JURISDICTION AND STANDARD OF REVIEW

   The Administrative Review Board (ARB) has authority to review an ALJ's recommended decision in cases arising under the ERA. See 29 C.F.R. § 24.8 (2000). See also Secretary's Order No. 1-2002, 67 Fed. Reg. 64,272 (Oct. 17, 2002) (delegating the ARB authority to review cases arising under the environmental whistleblower statutes).

   Under the Administrative Procedure Act, the ARB, as the designee of the Secretary, acts with all the powers the Secretary would possess in rendering a decision under the whistleblower statutes. See 5 U.S.C.A. § 557(b) (West 1996). The ARB engages in de novo review of the ALJ's recommended decision. See Kester v. Carolina Power and Light Co., ARB No. 02-007, ALJ No. 00-ERA-31, slip op. at 4 (ARB Sept. 30, 2003).

DISCUSSION

   To succeed in an ERA case, the complainant must prove by a preponderance of evidence that he engaged in protected activity, that the employer knew about his activity and took adverse action against him, and that his protected activity was a contributing factor in the adverse action the employer took. If the complainant succeeds in making this showing, the employer may avoid liability by demonstrating by clear and convincing evidence that it would have taken the same unfavorable personnel action in the absence of the protected activity. See Kester, slip op. at 8.

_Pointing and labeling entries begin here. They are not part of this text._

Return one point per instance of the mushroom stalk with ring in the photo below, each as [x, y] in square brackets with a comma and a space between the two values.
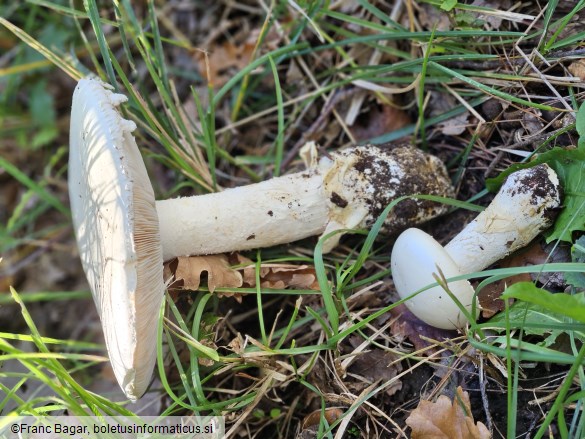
[123, 235]
[526, 204]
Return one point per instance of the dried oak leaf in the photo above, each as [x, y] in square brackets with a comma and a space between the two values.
[446, 420]
[187, 271]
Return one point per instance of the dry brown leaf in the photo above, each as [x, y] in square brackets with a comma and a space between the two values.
[446, 420]
[187, 272]
[279, 276]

   The ALJ found that Kelly engaged in protected activity, known to Lambda, when he submitted the QAR in July 1999. R. D. & O. at 19-21. Furthermore, he found that Prevey's threat to fire Kelly was an adverse action. Id. at 30. Even so, the ALJ determined that Kelly did not demonstrate by a preponderance of evidence that submitting the QAR contributed to his termination of employment from Lambda. R. D. & O. at 31.


[Page 3]

   We have carefully reviewed the record and the R. D. & O. The ALJ's recitation of the facts is accurate, thorough, and fair, and the record supports his findings of fact. Furthermore, the ALJ has applied appropriate law to these findings. Accordingly, we adopt and append the ALJ's recommended decision and DISMISS the case.

   SO ORDERED.

      OLIVER M. TRANSUE
      Administrative Appeals Judge

      WAYNE C. BEYER
      Administrative Appeals Judge

[ENDNOTES]

1 The statute provides, in pertinent part, that "[n]o employer may discharge any employee or otherwise discriminate against any employee with respect to his compensation, terms, conditions, or privileges of employment because the employee . . . [notifies a covered employer about an alleged violation of the ERA or the Atomic Energy Act (AEA) (42 U.S.C. § 2011 et seq. (2000)), refuses to engage in a practice made unlawful by the ERA or AEA, testifies regarding provisions or proposed provisions of the ERA or AEA, or commences, causes to be commenced or testifies, assists or participates in a proceeding under the ERA or AEA]."